On the flip side, if you had recalled the dream and took the risk to make the buy; not only would you have had a real psychic dream but you would've profited as a result. Try not to confuse psychic dreams with deja vu as the latter happens to the tee, and the former plays out through symbolism you'll need to decipher. If you feel like you've experienced something before in a dream, chances are you have; try your best to recall more and piece the message from your subconscious mind together into a coherent message. Eventually, you'll begin to have lucid experiences at will; and who knows, some may accurately foretell the future.

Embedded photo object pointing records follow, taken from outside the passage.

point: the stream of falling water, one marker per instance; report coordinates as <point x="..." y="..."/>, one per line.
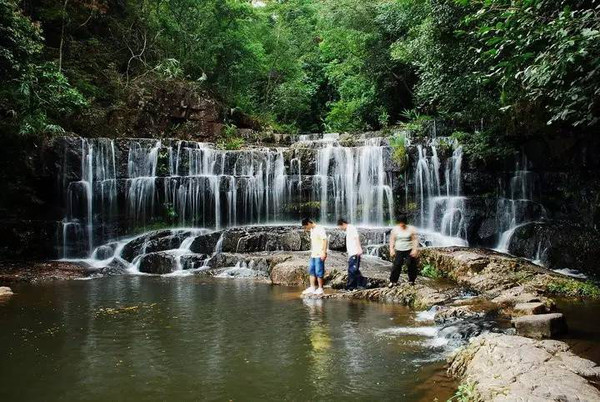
<point x="197" y="185"/>
<point x="441" y="206"/>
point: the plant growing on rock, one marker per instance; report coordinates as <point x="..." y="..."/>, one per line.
<point x="431" y="271"/>
<point x="398" y="144"/>
<point x="231" y="140"/>
<point x="573" y="288"/>
<point x="466" y="393"/>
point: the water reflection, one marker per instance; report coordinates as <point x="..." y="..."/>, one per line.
<point x="188" y="338"/>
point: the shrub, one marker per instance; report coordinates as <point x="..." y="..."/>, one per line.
<point x="466" y="392"/>
<point x="573" y="288"/>
<point x="398" y="144"/>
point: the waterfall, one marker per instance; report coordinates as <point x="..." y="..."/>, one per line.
<point x="96" y="191"/>
<point x="441" y="206"/>
<point x="146" y="183"/>
<point x="352" y="182"/>
<point x="142" y="163"/>
<point x="519" y="207"/>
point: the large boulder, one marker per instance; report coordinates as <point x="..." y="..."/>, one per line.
<point x="541" y="326"/>
<point x="558" y="245"/>
<point x="160" y="240"/>
<point x="157" y="263"/>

Not all erotic dream sequences are "wet dreams", but the primary reason we remember them is due to the emission of fluids we awaken to. Contrary to popular belief, both men and women can experience wet dreams, and second to nightmares are the most memorable ones.
Based upon the results I've obtained from asking over 100 men and women if they knew they were dreaming during the erotic encounter: a little over 60% claimed they didn't realize they were dreaming until they'd awakened, 35% claim to have been aware they were dreaming, and a surprising 5% claim they've become familiar with their ethereal partner and have the experience quite often.
One factor most people fail to realize and/or refuse to admit, is that most wet dreams are self stimulated. Yes, there's an act of masturbation involved, though a subconscious one. Most wet dreams are initiated and maintained by our hands or something else stimulating our genital area while we sleep. There's many instances where no contact has been made with the genitals, and an orgasm or ejaculation takes place due to mental stimulus alone; but the majority are caused by a combination of thought and touch. Nevertheless, we should take advantage of these erotic encounters in order to activate a lucid experience and explore the sequence deeper than where our subconscious desires would've guided us passively.
So you just woke up and while heading to the bathroom you see a bouquet of balloons in the hallway; not knowing how they got there, you grab a hold and see a note attached to them. Before you know it, the roof of your house has flew off and you're ascending into the sky by way of the balloons you're holding on to. Absolutely terrified, you realize it's the end and hold your breath as you drift off into outer space; only to wake up moments later in the bed you'd just left.
"Dreams within a dream" are fun ways for us to realize we'd had a lucid experience. Though a shock, there's always a sense of "awe" when we realize we were dreaming the entire time. Likewise, when we awaken and believe we really do have $100,000 in our possession only to realize it was just a dream; this too falls into the dreaming dreams category.
We should use these experiences as templates to navigating dream sequences at will. The act of falling asleep in a dream, only to awaken in another one is the basic premise of how "dream travel" works. Practice this once lucidity is achieved within a dream, and see where it takes you.
You've made it to the end of our introductory segment of Dream Theory. I hope the information you've consumed thus far has enhanced, and/or confirmed your knowledge and wisdom regarding the subject. Here's a quick recap of what we've covered thus far.
1) That fact that you can recall a dream means you've had a lucid experience. All dreams are lucid dreams.
2) The Ethereal Realm is where all forms of sentient life may project consciousness to, and experience dreams.
3) Only you can interpret your dreams, they're as unique to you as your fingerprint.
4) Dreams are experienced objectively, and/or subjectively.
5) Lucid dreaming is, in essence, the most basic form of Astral Projection.